Yeah. Jerry, the name of the platform, we call it internally ... and there was a reason why I didn't really go into the details of this. We call it Cosmos and it could get a little confusing because of the overlap with Cosmos TV, but we actually call it, internally, Cosmos.
Let me see. Architecture diagram, I don't have a great architecture diagram right now. But think of this very similar to Hadoop, where you have a front-end layer, you have your compute layer. And similar to HDFS, you've also got the storage layer. They're all co-located on the same machine. And we also have metadata elements to this as well. There is a paper that you can probably look online on Azure storage, very similar architecture to that. But that's, essentially, what the architecture would look like, very similar to Hadoop.
There's another question, "How will you guys be consuming the data from ADLS Gen2?" ATLS Gen2 is going to be the storage platform, which is going to house all of these exabytes of data. And we consume that data through Synapse analytics, for example. If someone wants to go and upload this into their data warehouse, we can do that. If someone wants to just run Spark queries against that data, we can do that. You can hook up a HDInsight cluster to it. You can hook up Databricks clusters to it. If you want to use Dremio, or Presto, or any of that, essentially, the sauce is the driver. It's an HDFS driver, you use the driver, and you connect to the data in the data lake, and that's how we use it.
Let me see ... I don't fully understand this. "Any possibility and study was done in Amazon for GPU CUDA data processing?" I'm not aware of this. So, since I don't understand the question, I'm going to go to the next one. And I'm not aware of any GPU data processing study yet, but if we do one, we'll be happy to publish that.
"Are you building any enterprise data model or data warehousing capabilities on ADLS Gen2?" ADLS Gen2 is the storage part of the data lake. And you have things like Synapses analytics that actually have the data warehousing capabilities. And, if you've listened to, again, some of the sessions before, the trend now is, and it's amazing how we've been able to keep up with the platform with co-located compute and storage for this long. But we're actually moving away from that to the distributed or disaggregated compute and storage. There are definitely trade-offs, and benefits as well.
One of the challenges we had with the co-located model is we're always playing catch up with SKUs because there is a very fine balance between what's our compute demand, and storage demand. And if you don't get that right, you wind up stranding a lot of capacity, and it's always a race. You split that up, you can scale these two independently of each other. And in order for you to go do that, your service has to be super smart about, okay, which domain, which network domain is your data in? Which network domain do you want to put your compute resources in? And so, that's the investment that we're trying to do.
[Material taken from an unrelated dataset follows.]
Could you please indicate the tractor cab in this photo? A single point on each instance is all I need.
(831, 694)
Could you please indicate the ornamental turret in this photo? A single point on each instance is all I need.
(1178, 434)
And so, going back, we do have these data warehouse capabilities. They will be in the disaggregated model because you've got the storage at the bottom, you've got Synapse analytics where your data warehouse can reside. You've got Spark that's also accessing the data here. You could run HDInsight which is, again, another compute engine accessing your data remotely because it's remote storage. So, that architecture is very much a pattern today. And a lot of customers are using it. And so, ADLS Gen2 itself doesn't offer the warehousing capabilities because it's part of the compute infrastructure that sits on top.
Great answer Raji. And, by the way, I'm going to jump in because we're basically out of time.
That open data Lake architecture, that's really the whole point of this. Bring those different compute engines to do all sorts of different things. Things we can do today, things don't even know about the future. So, with that, we're going to close down. But keep the questions, and the comments, and the discussion going over in Slack. So, I would invite everybody including Raji, go ahead over to Slack, and you can keep posting your questions there, and not just here at the event, but afterwards as well. Thanks everyone. And thank you, Raji.